John Mudge | |
Birth Date: | 1721 |
Death Date: | 26 March 1793 |
Citizenship: | British |
Field: | physician |
Alma Mater: | King's College, University of Aberdeen (M.D.) (1784) |
Known For: | reflecting telescopes |
Prizes: | Copley Medal (1777) |
John Mudge (1721 – 26 March 1793) was a British physician and amateur creator of telescope mirrors. He won the Copley Medal in 1777 for a paper on reflecting telescopes.
He was the fourth and youngest son of the Rev. Zachariah Mudge, by his first wife, Mary Fox, and was born at Bideford, Devon. He was educated at Bideford and Plympton grammar schools, and studied medicine at Plymouth Hospital.
Several invitations were made to Mudge to try his fortunes in London. But he preferred to remain at Plymouth, where he practised for the remainder of his life, first as surgeon, and, after 1784, when he received the degree of M.D. from King's College, Aberdeen, as a physician.
Mudge inherited a friendship with the family of Sir Joshua Reynolds, and when in 1762 Samuel Johnson accompanied Reynolds on his visit to Plymouth, Johnson became a friend and consulted Mudge as a physician. Another intimate friend was John Smeaton. Other allies and guests of Mudge were James Ferguson, the astronomer, and James Northcote, originally a chemist's assistant, who owed him his position in Reynolds's studio.
On 29 May 1777 Mudge was elected a Fellow of the Royal Society, and in the same year was awarded the Copley medal for his ‘Directions for making the best Composition for the Metals for reflecting Telescopes; together with a Description of the Process for Grinding, Polishing, and giving the great Speculum the true Parabolic Curve,’ which were communicated by the author to the society, and printed in the Philosophical Transactions (1777, lxvii. 296). The ‘Directions’ were also issued separately by Bowyer (London, 1778). Sir John Pringle, the president, in making the presentation, remarked that Isaac Newton had predicted the role of mechanical devices in making parabolic mirrors.

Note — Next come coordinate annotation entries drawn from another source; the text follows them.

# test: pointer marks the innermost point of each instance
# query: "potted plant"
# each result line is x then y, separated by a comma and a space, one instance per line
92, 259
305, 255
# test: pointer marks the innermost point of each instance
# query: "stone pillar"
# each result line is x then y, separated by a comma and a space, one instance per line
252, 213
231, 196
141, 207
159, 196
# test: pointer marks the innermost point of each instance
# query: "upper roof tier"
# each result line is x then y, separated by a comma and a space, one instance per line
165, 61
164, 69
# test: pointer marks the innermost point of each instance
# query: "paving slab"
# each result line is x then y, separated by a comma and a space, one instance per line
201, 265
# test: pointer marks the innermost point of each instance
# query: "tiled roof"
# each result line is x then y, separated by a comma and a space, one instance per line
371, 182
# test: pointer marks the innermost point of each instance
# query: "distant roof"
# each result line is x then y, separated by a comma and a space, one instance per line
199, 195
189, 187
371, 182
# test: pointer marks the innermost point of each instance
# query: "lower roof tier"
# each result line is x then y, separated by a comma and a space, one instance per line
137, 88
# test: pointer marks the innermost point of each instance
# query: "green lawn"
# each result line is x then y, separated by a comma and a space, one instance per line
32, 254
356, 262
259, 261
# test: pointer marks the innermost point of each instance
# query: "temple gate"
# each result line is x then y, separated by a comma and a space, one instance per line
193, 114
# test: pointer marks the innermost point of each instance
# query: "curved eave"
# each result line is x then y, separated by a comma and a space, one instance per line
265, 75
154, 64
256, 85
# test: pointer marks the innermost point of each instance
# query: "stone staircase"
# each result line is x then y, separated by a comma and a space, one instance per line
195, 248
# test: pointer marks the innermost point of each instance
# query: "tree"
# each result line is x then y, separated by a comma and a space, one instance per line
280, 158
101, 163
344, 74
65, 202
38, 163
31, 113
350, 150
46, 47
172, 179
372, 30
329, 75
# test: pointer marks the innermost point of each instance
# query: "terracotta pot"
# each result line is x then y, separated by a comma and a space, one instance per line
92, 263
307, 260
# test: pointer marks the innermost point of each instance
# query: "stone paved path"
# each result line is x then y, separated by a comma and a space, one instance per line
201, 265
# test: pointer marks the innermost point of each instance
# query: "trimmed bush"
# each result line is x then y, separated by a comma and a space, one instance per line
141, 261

The manufacture of telescopes continued to occupy much of his spare time. He made two large ones with a magnifying power of two hundred times; one of these he gave to Hans Moritz von Brühl, and it passed to the Gotha Observatory, the other descended to his son William Mudge.

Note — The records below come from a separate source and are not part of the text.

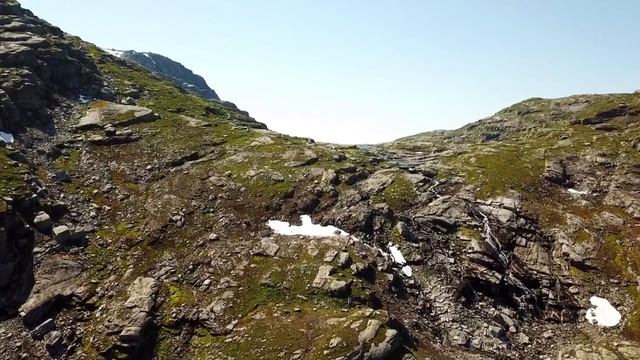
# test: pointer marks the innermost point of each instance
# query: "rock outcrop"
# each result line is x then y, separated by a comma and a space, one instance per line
172, 71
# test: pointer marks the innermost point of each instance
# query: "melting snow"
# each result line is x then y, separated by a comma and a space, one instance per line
308, 228
84, 99
114, 52
6, 137
602, 313
407, 270
578, 192
397, 256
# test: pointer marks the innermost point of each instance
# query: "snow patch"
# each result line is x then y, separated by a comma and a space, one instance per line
6, 137
407, 270
396, 254
308, 228
399, 259
114, 52
602, 313
577, 192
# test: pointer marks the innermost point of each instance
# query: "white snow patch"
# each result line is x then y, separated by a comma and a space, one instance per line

In 1777 he published a work on smallpox[1] representing an advance on the previous treatises by Richard Mead and others.
In 1778 he published ‘A Radical and Expeditious Cure for recent Catarrhous Cough,’ with a drawing of a remedial inhaler, which obtained wide acceptance. He wrote some further small medical treatises.

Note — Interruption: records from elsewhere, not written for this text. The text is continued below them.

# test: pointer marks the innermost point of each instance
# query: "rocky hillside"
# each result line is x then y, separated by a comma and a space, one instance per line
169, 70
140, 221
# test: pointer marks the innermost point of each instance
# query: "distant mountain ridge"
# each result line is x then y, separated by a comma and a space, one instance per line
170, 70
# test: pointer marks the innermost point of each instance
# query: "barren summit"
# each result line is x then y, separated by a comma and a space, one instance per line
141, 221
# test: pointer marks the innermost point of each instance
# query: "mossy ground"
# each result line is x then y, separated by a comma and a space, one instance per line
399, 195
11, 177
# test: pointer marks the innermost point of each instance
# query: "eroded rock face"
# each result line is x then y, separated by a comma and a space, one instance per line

Mudge was married three times, and had ten children. By Mary Bulteel, his first wife, he had eight children. His second wife, Jane, was buried on 3 February 1766 in St. Andrew's. He married thirdly, 29 May 1767, Elizabeth Garrett, who survived him, dying in 1808, aged 72. His sons included William Mudge and Zachary Mudge, by his second and third wives respectively.